Joint MAC Scheduling
and Network Coding: From Wired Networks to Realistic Wireless Networks
In this work, we explore
different aspects and steps of building a joint network coding and scheduling
solution for wireless multihop networks. Network
coding allows transmission networks to combine data at intermediate network
nodes. In contrast to routing, where nodes only relay and replicate data in
network nodes, network coding provides an opportunity to improve a performance
measure of interest like the throughput or the transmission energy.
The focus of this work is
on formulating a joint linear optimization problem for wireless networks. The
optimization problem is formulated on a wired graph that represents the
wireless graph, allowing us to apply known code-design techniques for wired
networks. We also study network codes design methods for the equivalent wired
graph which satisfy two constraints: wireless broadcast links have to transmit
the same (coded) information, and the transfer of codes from the wired back to
the wireless domain has to correctly deal with scheduling sets with unequal
timeshares. Furthermore, we compare the performance and run-time complexities
of the two most well-known interference models in wireless networks, physical
model and protocol model, for scheduling transmissions. The performance of the
protocol model is very close to that of the physical model in throughput
maximization problems, while its run-time complexity is significantly lower.

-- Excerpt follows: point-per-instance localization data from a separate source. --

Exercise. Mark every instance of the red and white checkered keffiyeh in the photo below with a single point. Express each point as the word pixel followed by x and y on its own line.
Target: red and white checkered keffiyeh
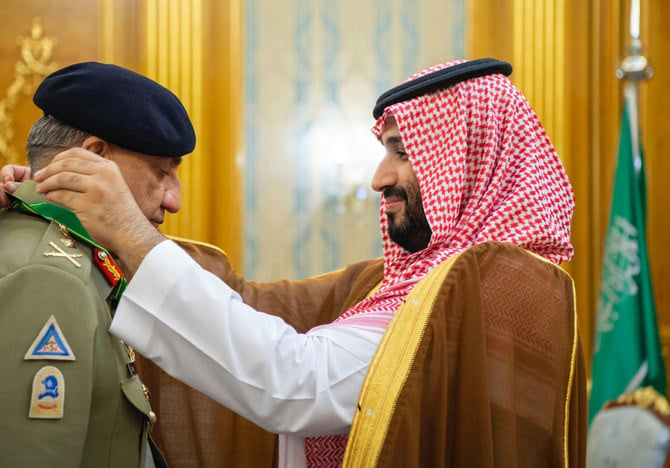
pixel 487 172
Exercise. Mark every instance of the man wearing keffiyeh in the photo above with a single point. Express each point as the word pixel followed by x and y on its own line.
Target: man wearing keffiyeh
pixel 466 353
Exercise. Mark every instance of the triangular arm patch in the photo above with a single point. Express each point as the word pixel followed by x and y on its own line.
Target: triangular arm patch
pixel 50 343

Therefore, the protocol model can be used in those problems without loss of the
performance. In minimum energy problems however, the run-time complexities of
the two models are not very different and the performance of the protocol model
is worse than that of the physical model. Therefore, using the physical model
is a better choice when studying the minimum energy problem. Finally, we
propose a new scheduling heuristic that outperforms the existing heuristics for
networks with central schedulers. Our new scheduling method, capacity-bundling
scheduling, builds scheduling sets based on their link capacities, which
results in improved throughput in throughput maximization problems and energy savings
in energy minimization problems. Our results show that this improvement is up
to about 80% for the throughput, and about 55% for the energy consumption in
the scenarios simulated in this work.